The biggest single cost element for Kearl Lake could be a C$3 billion upgrader to convert raw bitumen into refinery-ready crude.

Senior Vice President K.C. Williams said the final cost is “highly dependent” on how Imperial does its upgrading.

Company has options for upgrading

However, Imperial is not without a variety of options, ranging from on-site upgrading, integration with the company’s Edmonton-area refinery; and shipping some bitumen to the Joliet, Ill., refinery owned by ExxonMobil, which in turn owns 69.6 percent of Imperial.
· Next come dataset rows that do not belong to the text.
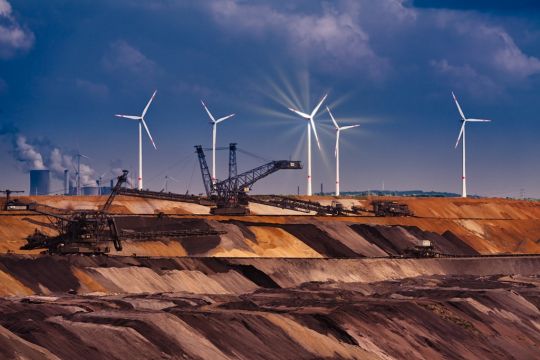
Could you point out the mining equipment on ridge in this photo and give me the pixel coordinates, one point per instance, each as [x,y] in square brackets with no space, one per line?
[390,208]
[92,231]
[305,206]
[422,249]
[231,194]
[79,232]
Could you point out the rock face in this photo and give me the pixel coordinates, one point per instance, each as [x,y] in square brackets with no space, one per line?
[268,308]
[278,286]
[455,226]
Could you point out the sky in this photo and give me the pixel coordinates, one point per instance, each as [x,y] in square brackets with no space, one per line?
[389,65]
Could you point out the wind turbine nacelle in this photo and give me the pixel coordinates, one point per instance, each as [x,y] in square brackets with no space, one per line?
[288,164]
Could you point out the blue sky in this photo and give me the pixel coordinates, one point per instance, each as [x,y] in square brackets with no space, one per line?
[390,65]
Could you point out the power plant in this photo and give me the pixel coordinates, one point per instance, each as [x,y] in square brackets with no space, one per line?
[227,268]
[40,181]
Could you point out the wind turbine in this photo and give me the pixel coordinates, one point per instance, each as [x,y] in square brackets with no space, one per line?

Hearn said a tentative timetable includes filing regulatory applications in 2005, starting construction in 2007 and bringing the facility on stream by mid-2009 at 100,000 bpd.

“Our intention is to try and move it ahead in that kind of timeframe,” he said.

Imperial is already one of the most experienced oil sands players, with a 25 percent holding in the Syncrude Canada consortium and its own multi-stage Cold Lake heavy oil project that could reach 180,000 bpd by 2010, up from its current 130,000 bpd.

ExxonMobil Canada, wholly owned by ExxonMobil, has a lease adjacent to Kearl Lake where it has already done delineation drilling.

The prospect of a joint development is under discussion, with Imperial as overall operator for what Hearn said would be “more of a phased development.”

Conceding that Imperial does not know “whether there’s capacity to take all of what’s envisioned,” he said the incremental approach would allow the project to proceed in line with market demand.